CVE-2009-4131: Arbitrary file overwrite in ext4
Insufficient permission checking in the ext4 filesytem could be exploited by local users to overwrite arbitrary files.
Ksplice update ID: mfm62pmh
2009/12/11 Ross Walker rswwalker@gmail.com
On Dec 10, 2009, at 7:52 PM, Mark Caudill markca@codelulz.com wrote:
Christopher Chan wrote:
Morten Torstensen wrote:
On 08.12.2009 13:34, Chan Chung Hang Christopher wrote:
Speaking for me (on Linux systems) on top of LVM on top of md. On IRIX as it was intended.
That is a disaster combination for XFS even now. You mentioned some pretty hefty hardware in your other post...
If XFS doesn't play well with LVM, how can it even be an option? I couldn't live without LVM...

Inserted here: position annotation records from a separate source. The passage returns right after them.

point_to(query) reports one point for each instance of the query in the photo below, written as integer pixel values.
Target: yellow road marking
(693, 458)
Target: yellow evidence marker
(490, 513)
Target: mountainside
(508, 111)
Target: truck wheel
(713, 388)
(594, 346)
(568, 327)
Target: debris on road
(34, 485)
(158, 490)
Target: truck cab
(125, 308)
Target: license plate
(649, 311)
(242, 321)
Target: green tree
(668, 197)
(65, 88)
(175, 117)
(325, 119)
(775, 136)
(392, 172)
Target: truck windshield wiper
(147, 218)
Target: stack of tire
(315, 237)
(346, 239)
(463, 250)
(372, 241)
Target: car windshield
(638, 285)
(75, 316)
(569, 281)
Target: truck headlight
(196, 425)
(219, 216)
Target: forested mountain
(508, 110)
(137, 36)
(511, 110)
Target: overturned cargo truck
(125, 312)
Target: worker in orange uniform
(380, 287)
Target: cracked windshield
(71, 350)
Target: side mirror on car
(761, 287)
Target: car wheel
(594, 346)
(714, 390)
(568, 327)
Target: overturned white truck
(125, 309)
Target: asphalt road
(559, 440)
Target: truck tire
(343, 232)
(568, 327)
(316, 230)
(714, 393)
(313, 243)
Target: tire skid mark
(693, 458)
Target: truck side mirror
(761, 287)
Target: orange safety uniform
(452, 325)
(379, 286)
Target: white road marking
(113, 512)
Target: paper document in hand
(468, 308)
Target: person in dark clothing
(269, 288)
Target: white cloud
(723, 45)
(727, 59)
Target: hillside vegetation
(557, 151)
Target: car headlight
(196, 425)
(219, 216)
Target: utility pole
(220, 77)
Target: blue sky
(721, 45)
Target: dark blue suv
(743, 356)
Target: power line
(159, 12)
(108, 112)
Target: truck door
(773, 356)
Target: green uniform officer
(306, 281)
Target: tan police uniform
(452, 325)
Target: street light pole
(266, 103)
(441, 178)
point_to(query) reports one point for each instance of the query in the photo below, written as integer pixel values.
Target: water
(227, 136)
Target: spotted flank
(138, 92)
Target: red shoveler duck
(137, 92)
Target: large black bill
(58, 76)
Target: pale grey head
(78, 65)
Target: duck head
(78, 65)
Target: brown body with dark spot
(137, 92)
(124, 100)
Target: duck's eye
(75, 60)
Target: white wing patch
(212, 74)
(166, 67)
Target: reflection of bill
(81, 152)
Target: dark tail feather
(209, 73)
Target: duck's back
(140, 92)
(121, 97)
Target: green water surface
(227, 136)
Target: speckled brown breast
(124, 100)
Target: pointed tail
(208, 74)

I meant it in the sense of data guarantee. XFS has a major history of losing data unless used with hardware raid cards that have a bbu cache. That changed when XFS got barrier support.
However, anything on LVM be it ext3, ext4 or XFS that has barrier support will not be able to use barriers because device-mapper does not support barriers and therefore, if you use LVM, it better be on a hardware raid array where the card has bbu cache.
Wait, just to be clear, are you saying that all use of LVM is a bad idea unless on hardware RAID? That's bad it if it's true since it seems to me that most modern distros like to use LVM by default. Am I missing something?
If you use a leading edge distro then they will most likely be using a LVM version with barrier support as it was implemented as of 2.6.29-2.6.30+.
It should be backported by the next release of CentOS hopefully.